It was a cold, early December morning. I caught a bullet train from Ueno Station heading to Niigata prefecture. After about 3 hours ride by train, I arrived at Uchino station where I was met by one of the winery drivers who took me via shuttle bus to the winery.
It took about 15 minutes to travel from the train station to the hotel where I would be staying the night. The hotel "Vine Spa" is an accommodation facility with a hot spring spa and is located in the center of the Cave D'occi Winery. The wooden material based structure had a warm ambience. It felt very nice especially on a cold rainy day like this. I took off my shoes at the entrance, looking for a pair of slippers but couldn't find any. Wow! They have radiant floor heating and beautiful hardwood floors!
It took three years to develop the geo-thermal spa, which heats its water 1000m below the surface in a unique volcanically active fissure that comes relatively close to the surface. The water has a bit of viscosity and brings up various minerals which are great for the skin.
"Stay with us, and listen to the grapes grow"
There are four wineries in this area, two restaurants, a bakery, and a wine shop. The founders started out 20 years ago with the hopes of making the area as inviting to wine lovers as the Napa Valley is in the USA; a place where people can stay and enjoy great wines, foods and scenery.
It was already late afternoon when I arrived and I was starving. The receptionist at the hotel recommended two restaurants in the area, so rather than finish a quick lunch inside the hotel, I went out looking for something more unique. A good smell of a wood chip pizza oven invited me to this pretty restaurant.
The inside of the restaurant somehow reminded me of an old Japanese house. When I asked about the architecture, the staff told me that it was built by the famous German architect Karl Bengs who lives in Japan and who is known for using the remains of old Japanese houses in the construction of his architectural designs. This quaint little restaurant was built using materials from an old Japanese house and a temple in Niigata. Some older homes in the Japanese countryside are left abandoned, so this is a really elegant way to recycle these still useful materials.

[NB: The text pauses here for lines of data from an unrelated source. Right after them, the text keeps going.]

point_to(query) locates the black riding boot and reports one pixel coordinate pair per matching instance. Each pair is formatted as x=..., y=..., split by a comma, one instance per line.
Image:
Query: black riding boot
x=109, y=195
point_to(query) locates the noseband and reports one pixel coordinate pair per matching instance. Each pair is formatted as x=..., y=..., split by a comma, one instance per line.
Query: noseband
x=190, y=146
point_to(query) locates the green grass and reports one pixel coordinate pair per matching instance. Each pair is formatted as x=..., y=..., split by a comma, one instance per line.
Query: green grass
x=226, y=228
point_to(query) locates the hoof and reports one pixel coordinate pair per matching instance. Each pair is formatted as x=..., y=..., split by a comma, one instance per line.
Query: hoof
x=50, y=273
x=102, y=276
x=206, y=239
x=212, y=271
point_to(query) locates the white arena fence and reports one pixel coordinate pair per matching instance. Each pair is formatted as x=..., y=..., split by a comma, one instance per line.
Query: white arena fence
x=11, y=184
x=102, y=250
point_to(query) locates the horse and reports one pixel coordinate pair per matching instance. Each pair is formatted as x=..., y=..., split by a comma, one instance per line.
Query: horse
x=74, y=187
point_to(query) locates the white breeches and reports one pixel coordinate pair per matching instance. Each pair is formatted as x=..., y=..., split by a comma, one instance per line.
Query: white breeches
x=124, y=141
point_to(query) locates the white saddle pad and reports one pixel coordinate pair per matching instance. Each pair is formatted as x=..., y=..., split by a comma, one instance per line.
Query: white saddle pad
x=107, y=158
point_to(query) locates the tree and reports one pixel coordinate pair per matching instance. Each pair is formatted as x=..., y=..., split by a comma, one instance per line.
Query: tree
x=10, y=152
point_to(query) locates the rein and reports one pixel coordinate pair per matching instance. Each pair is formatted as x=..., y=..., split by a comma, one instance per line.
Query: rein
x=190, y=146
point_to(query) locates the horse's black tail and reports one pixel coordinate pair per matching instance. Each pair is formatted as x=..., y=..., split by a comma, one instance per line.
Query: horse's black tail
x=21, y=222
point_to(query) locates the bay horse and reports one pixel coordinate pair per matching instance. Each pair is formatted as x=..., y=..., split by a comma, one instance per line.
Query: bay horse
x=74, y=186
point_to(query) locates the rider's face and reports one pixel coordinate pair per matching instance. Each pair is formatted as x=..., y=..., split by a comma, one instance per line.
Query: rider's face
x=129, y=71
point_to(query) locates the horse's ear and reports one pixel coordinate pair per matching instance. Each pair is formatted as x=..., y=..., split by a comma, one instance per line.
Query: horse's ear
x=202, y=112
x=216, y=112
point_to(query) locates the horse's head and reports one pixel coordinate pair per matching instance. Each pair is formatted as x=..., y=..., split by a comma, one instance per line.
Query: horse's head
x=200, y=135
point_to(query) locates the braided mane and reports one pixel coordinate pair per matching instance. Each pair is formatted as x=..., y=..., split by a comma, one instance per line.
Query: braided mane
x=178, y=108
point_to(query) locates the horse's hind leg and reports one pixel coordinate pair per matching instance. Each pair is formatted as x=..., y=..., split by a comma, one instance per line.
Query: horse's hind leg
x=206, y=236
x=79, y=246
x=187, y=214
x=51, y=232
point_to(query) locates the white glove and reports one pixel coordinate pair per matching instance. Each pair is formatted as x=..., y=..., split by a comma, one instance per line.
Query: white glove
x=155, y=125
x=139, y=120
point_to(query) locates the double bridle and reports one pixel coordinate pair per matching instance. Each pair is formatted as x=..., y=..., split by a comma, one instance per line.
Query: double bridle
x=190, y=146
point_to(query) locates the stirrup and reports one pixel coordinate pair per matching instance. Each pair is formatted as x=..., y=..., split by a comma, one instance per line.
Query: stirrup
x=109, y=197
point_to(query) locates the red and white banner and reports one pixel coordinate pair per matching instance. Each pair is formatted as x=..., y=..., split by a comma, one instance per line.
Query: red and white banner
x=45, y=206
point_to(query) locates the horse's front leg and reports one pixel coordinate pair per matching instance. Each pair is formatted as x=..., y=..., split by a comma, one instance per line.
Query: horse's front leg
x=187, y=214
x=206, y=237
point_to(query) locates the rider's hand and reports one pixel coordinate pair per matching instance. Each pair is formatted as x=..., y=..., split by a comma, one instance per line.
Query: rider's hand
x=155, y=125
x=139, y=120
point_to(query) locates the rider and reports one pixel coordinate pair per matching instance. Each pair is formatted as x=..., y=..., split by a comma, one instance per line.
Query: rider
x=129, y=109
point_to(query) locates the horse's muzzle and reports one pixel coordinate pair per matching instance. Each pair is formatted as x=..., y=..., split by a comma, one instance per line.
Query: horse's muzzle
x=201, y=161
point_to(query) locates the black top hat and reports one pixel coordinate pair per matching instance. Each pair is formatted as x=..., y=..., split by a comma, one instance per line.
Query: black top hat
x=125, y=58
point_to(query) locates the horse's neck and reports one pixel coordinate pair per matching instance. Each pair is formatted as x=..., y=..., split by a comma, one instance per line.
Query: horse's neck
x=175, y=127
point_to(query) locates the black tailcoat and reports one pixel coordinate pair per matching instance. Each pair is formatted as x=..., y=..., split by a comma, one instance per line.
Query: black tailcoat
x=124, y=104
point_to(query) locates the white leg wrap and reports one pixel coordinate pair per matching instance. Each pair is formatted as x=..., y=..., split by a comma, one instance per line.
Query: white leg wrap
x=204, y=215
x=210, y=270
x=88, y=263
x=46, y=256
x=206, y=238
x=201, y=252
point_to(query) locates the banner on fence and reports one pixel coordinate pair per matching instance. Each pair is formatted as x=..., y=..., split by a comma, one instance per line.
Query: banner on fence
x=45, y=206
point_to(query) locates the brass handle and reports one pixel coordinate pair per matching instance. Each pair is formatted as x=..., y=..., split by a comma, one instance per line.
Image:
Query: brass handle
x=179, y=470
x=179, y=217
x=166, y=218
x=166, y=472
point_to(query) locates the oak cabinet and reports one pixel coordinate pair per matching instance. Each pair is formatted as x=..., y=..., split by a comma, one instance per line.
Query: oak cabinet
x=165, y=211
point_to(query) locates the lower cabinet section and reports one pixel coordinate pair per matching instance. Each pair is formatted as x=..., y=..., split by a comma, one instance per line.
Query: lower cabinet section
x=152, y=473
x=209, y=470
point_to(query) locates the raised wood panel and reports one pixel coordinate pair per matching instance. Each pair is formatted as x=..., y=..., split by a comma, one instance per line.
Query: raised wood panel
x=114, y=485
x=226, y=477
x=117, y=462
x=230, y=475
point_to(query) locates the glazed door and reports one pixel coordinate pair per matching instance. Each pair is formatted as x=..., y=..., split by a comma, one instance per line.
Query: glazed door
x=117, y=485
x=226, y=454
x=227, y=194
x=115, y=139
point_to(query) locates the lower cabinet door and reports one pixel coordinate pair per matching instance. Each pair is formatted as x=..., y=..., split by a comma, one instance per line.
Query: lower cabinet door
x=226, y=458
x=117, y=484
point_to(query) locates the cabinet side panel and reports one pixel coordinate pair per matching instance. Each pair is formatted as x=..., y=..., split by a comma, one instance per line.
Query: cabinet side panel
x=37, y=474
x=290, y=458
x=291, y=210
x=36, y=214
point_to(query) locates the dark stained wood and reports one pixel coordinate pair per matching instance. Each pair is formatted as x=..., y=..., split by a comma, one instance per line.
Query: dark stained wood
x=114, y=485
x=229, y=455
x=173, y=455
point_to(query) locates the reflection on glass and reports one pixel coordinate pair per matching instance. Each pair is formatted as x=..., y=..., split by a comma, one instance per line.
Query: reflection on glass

I picked a glass of Milieu Blanc 2013 to go with my lunch. This Chardonnay based delicately flavored white wine had a refreshing aftertaste and should go well with any meal. It would make a fine daily wine.
I woke up early the next morning and went for a walk. The weather was unstable; it rained, cleared up and then hailed, all within an hour or so during my strolling. I guess it was not my lucky day. Anyway, the place was pretty big and had quite a few different kinds of vegetables being cultivated along with the grapes. The veggies I had last night must have came from here!
Workers were pruning the vineyard in the rain. I forced myself to talk to an elderly man working in the vineyard and asked him what grapes they were working on. He said he was a part-timer and had no idea as there were so many kinds planted in the area. Yea, right without leaves and grapes, they all looked the same to me, too. We both laughed.
It wasn't a good day for strolling since my feet kept catching in the mud, but if the weather were good, I could tell that all four of these wineries (Cave D'occi, Cantina Zio Setto, Domaine Chaud and Fermier) were located within a good distance of each other.
Had I had time more time (always my struggle), I would have made reservations at each of the four wineries for a winery tour of each, but unfortunately, I had to leave early.
I couldn't help thinking how nice this place must be on a sunny summer day with lots of greens and grapes hanging on from the vines. And I definitely would need more than a one day trip to fully enjoy this place. I heard that there will be few more wineries starting up in the area within the next few years. I shall visit here again and see how it develops.